Confidential Fish & Wildlife Service Documents Released Under FOIA Demonstrate Importance of Whistleblowers in Combatting Wildlife Trade

Published on September 16, 2019

Please, share this page
Confidential Fish & Wildlife Service Documents Released Under FOIA Demonstrate Importance of Whistleblowers in Combatting Wildlife Trade

Washington, DC | September 16, 2019 – The National Whistleblower Center (NWC) released a special report on the role of whistleblowers in combatting wildlife crime on Saturday, September 14th, as part of a presentation by NWC founder and board chairman, Stephen Kohn, at the Thinking Animals United’s 2019 Rethinking Animals Summit in New York City. After filing Freedom of Information Act (FOIA) requests to the U.S. Departments of Agriculture, Commerce, Interior, & Treasury, NWC found that the whistleblower reward programs created by Congress were virtually nonexistent in three of these departments and that the only operative program, at the Interior Department, is facing serious challenges in light of the growing threat of international wildlife trafficking.

The NWC report, based on the whistleblower files from the U.S. Fish & Wildlife Services (FWS) as well as an independent investigation from the Government Accountability Office (GAO), shows that FWS enforcement agents greatly value whistleblowers, but at least through 2017, this appreciation is generally not reflected in meaningful rewards. Given the critical role that whistleblowers play in wildlife law enforcement cases and given the risks they often taking in disclosing information about criminality, NWC finds that legislative reform is needed.

The report identifies five critical needs for the whistleblower programs at the four departments:

  • Mandatory rewards for those who provide original information on wildlife crime, with the size of the reward tied to the value of the whistleblower’s information to prosecution success;
  • Application to transnational crime
  • Stronger penalties
  • Recovered monies directed to conservation efforts, and
  • Agency-specific whistleblower plans, including communication strategies to raise public awareness about these programs.

The NWC report explains how each of these needs is fully addressed in the pending Wildlife Conservation & Anti-Trafficking Act (H.R.864), introduced earlier this year by Representatives Garamendi (D-CA) and Young (R-AK). This bill is modeled after successful whistleblower protection laws including the False Claims Act, Foreign Corrupt Practices Act, and tax, commodity, securities, and auto safety laws.

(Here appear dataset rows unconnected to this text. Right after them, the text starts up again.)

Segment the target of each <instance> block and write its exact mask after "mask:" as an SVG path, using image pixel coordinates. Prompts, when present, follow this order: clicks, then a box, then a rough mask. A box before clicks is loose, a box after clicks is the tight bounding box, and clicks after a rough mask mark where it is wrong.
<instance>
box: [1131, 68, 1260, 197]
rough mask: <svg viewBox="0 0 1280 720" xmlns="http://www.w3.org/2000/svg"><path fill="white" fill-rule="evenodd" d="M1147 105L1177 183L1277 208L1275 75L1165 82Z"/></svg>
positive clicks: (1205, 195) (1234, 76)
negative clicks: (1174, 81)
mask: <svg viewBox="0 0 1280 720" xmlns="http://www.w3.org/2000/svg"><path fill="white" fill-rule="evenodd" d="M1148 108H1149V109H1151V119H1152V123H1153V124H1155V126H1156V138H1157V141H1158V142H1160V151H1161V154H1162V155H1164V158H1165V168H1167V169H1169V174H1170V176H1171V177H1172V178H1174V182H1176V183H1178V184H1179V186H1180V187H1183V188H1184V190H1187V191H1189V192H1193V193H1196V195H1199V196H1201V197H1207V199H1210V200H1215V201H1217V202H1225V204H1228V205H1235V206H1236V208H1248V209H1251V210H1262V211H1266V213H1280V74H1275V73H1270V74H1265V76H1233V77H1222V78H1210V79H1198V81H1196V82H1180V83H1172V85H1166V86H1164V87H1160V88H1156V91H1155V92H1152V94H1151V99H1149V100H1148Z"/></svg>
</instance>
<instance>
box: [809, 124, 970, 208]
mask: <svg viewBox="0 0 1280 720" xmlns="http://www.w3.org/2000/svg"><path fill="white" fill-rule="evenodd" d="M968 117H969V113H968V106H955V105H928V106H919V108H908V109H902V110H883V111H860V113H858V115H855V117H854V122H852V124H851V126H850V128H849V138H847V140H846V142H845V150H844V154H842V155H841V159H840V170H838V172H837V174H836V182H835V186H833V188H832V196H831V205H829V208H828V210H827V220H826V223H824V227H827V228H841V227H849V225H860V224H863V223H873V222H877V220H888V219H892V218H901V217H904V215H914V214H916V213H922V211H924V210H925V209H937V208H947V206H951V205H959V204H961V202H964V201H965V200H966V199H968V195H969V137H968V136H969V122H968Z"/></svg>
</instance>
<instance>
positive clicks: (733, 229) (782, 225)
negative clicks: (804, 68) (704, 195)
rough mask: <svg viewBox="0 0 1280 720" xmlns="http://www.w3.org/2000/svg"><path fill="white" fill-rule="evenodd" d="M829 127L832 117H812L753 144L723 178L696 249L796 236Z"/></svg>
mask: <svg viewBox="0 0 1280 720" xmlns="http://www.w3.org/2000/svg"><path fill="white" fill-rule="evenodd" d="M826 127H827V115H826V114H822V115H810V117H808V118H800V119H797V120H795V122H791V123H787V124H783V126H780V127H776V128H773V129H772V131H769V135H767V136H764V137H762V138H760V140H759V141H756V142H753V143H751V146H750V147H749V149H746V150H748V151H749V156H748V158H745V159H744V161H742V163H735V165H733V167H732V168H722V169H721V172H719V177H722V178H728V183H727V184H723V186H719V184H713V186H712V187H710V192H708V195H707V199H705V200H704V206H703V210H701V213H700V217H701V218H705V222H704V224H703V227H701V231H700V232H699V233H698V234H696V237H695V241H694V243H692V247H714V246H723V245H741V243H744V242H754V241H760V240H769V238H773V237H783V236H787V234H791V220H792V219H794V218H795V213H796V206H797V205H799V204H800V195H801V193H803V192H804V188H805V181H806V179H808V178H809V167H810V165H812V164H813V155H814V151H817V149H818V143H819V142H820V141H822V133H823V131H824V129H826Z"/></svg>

NWC’s Executive Director John Kostyack stated,

International wildlife trafficking is one of the greatest threats to the world’s biological diversity. We are at great risk of losing elephants, rhinos and other treasured species in our lifetimes, as well as badly harming the many communities that depend on a healthy natural resource base for their economic survival. Our report’s findings paint a grim picture of the battle against the illegal wildlife trade because the key agencies charged with tackling this problem do not have the whistleblower programs we need. H.R. 864 must be passed so that the U.S. can make its fair contribution to ending this global crisis.